HPC
「HPC」は“High-Performance Computing”の略称で、「高性能計算」という意味である。高性能な計算機(コンピュータ)を用いて、大規模な量のデータの計算を実施することを指す。そのような計算処理が行えるコンピュータ自身を表すこともある。HPCは自然現象や化学反応の分析、技術計算、気象予測、金融分析など、膨大なデータを取り込みながら複雑な計算を行いたい場合に用いる。
HPCでは、CPUやMPUを多数用いて並列処理を実行する。複数かつ膨大な計算式を同時実行して計算することで、計算効率やスピードを向上させる。複数のコンピュータを連結させて並列計算を実行させることを「HPCクラスタリング」といい、そのコンピュータ環境を「HPCクラスタ」という。HPCの環境はクラウド化されており、Amazon Web Services(AWS)、Microsoft、Googleといった企業が開発に参画している。

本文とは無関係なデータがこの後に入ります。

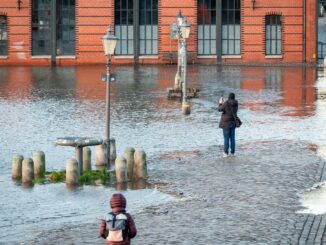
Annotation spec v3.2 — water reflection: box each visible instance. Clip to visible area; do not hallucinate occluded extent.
[241,67,316,116]
[0,65,320,243]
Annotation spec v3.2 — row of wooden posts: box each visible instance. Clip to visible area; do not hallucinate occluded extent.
[12,146,147,185]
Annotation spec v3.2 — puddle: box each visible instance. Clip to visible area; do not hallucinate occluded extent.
[298,182,326,215]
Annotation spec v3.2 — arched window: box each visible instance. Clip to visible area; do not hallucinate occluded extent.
[114,0,158,56]
[32,0,52,55]
[32,0,76,55]
[197,0,216,55]
[139,0,158,55]
[222,0,240,55]
[265,15,282,55]
[0,15,8,56]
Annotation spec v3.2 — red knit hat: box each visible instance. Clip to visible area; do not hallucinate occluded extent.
[110,193,127,212]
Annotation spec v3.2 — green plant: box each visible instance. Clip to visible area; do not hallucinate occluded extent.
[32,178,47,185]
[79,169,110,184]
[49,170,66,183]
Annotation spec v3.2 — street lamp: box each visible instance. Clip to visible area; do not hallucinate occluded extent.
[174,10,184,89]
[180,20,190,39]
[102,25,118,163]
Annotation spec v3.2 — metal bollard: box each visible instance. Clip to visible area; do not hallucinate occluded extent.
[22,158,34,184]
[123,147,135,180]
[115,157,128,183]
[134,150,147,180]
[83,147,92,171]
[66,158,79,186]
[95,144,108,167]
[110,138,117,162]
[11,154,24,180]
[33,151,45,178]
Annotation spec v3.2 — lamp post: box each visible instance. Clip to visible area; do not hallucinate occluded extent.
[180,19,190,115]
[102,25,118,163]
[174,10,183,89]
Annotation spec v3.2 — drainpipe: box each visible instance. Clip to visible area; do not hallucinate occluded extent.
[315,0,319,65]
[302,0,306,64]
[51,1,57,66]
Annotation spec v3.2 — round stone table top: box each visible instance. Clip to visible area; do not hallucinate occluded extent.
[55,137,103,147]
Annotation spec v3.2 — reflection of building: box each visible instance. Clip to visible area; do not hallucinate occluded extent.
[0,0,317,65]
[241,67,316,116]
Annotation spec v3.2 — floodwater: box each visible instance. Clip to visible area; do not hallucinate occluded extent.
[0,66,326,244]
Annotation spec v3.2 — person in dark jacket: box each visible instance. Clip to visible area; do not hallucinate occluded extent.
[218,93,238,157]
[100,193,137,245]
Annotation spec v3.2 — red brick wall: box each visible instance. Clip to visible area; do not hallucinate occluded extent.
[241,0,316,63]
[0,0,316,65]
[76,0,114,64]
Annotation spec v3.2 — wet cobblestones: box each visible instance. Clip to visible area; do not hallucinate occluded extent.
[26,141,325,245]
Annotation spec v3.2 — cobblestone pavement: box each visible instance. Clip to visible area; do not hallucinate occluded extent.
[24,141,325,245]
[298,161,326,244]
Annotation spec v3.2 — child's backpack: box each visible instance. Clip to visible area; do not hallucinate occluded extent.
[106,213,128,242]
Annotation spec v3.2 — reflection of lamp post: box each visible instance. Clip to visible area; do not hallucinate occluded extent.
[180,20,190,115]
[102,25,118,163]
[174,10,183,89]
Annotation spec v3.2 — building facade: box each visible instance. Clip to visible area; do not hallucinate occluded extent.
[0,0,317,65]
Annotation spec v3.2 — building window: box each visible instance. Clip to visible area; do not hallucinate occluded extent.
[139,0,158,55]
[222,0,240,55]
[32,0,51,55]
[114,0,134,55]
[32,0,75,55]
[197,0,216,55]
[57,0,75,55]
[265,15,282,55]
[0,15,8,56]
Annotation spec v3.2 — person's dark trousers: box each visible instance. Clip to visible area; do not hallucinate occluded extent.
[223,125,235,154]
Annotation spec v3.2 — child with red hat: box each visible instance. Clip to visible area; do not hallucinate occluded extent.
[100,193,137,245]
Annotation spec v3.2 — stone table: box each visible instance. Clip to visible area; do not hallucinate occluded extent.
[55,137,103,174]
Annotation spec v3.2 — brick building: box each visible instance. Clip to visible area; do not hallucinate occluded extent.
[0,0,317,65]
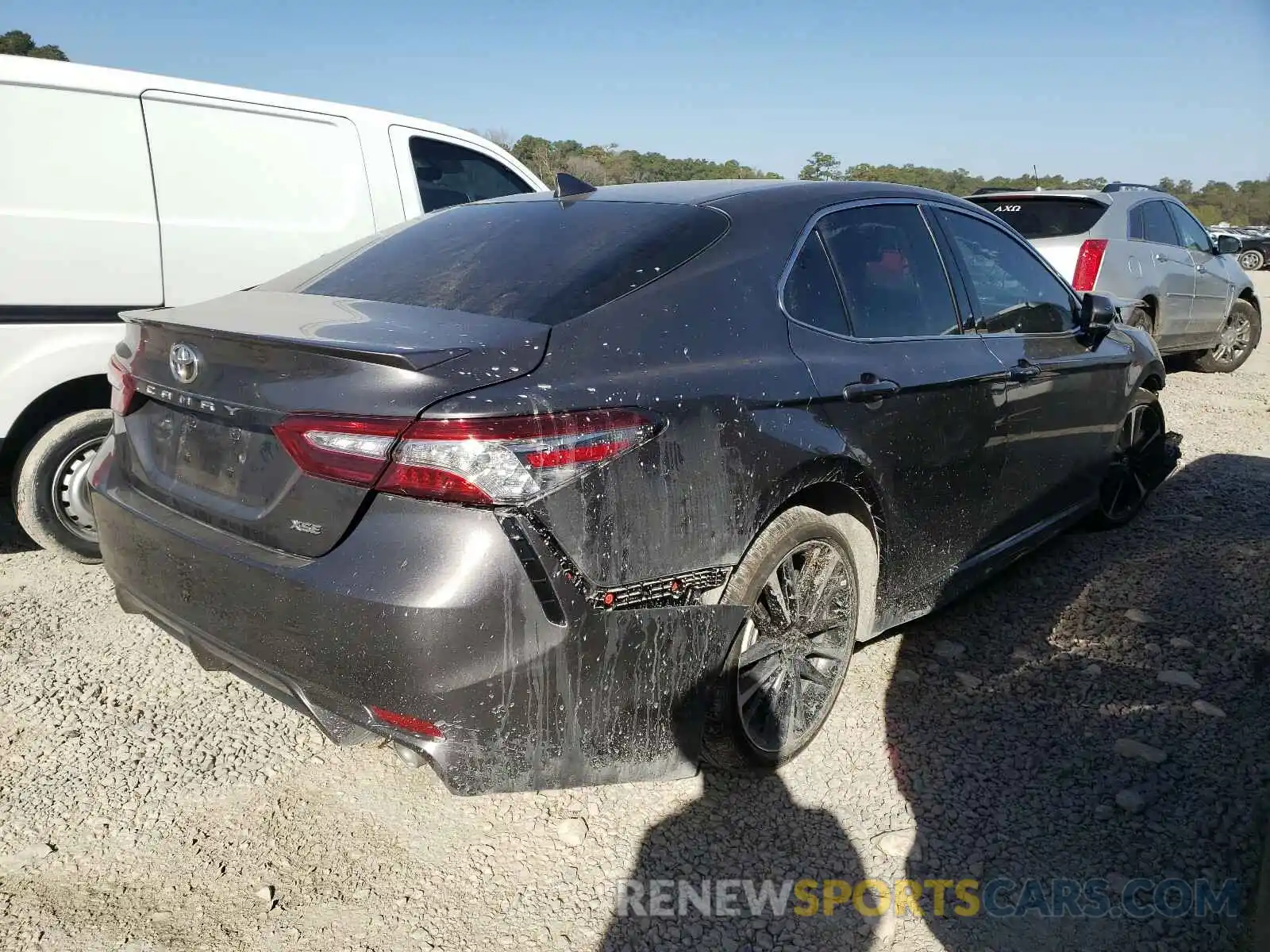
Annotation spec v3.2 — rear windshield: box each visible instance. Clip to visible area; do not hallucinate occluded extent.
[970,195,1107,239]
[289,199,728,324]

HPCのコンピュータとしては、科学技術計算を主目的とする大規模コンピュータである「スーパーコンピュータ(スパコン)」が知られる。スパコンは、普及価格帯の業務用コンピュータよりもはるかに高性能な計算能力を有する。スパコンの計算性能は「FLOPS(フロップス)」という“1秒間に実行できる浮動小数点数演算の回数を表す数値”で比較される。現在、「TOP500」と呼ばれるコンピュータの性能の国際的ランキングのトップレベルではペタフロップス(1000の5乗)単位で競われている。一般に普及しているPCはギガ(1000の3乗)フロップス単位である。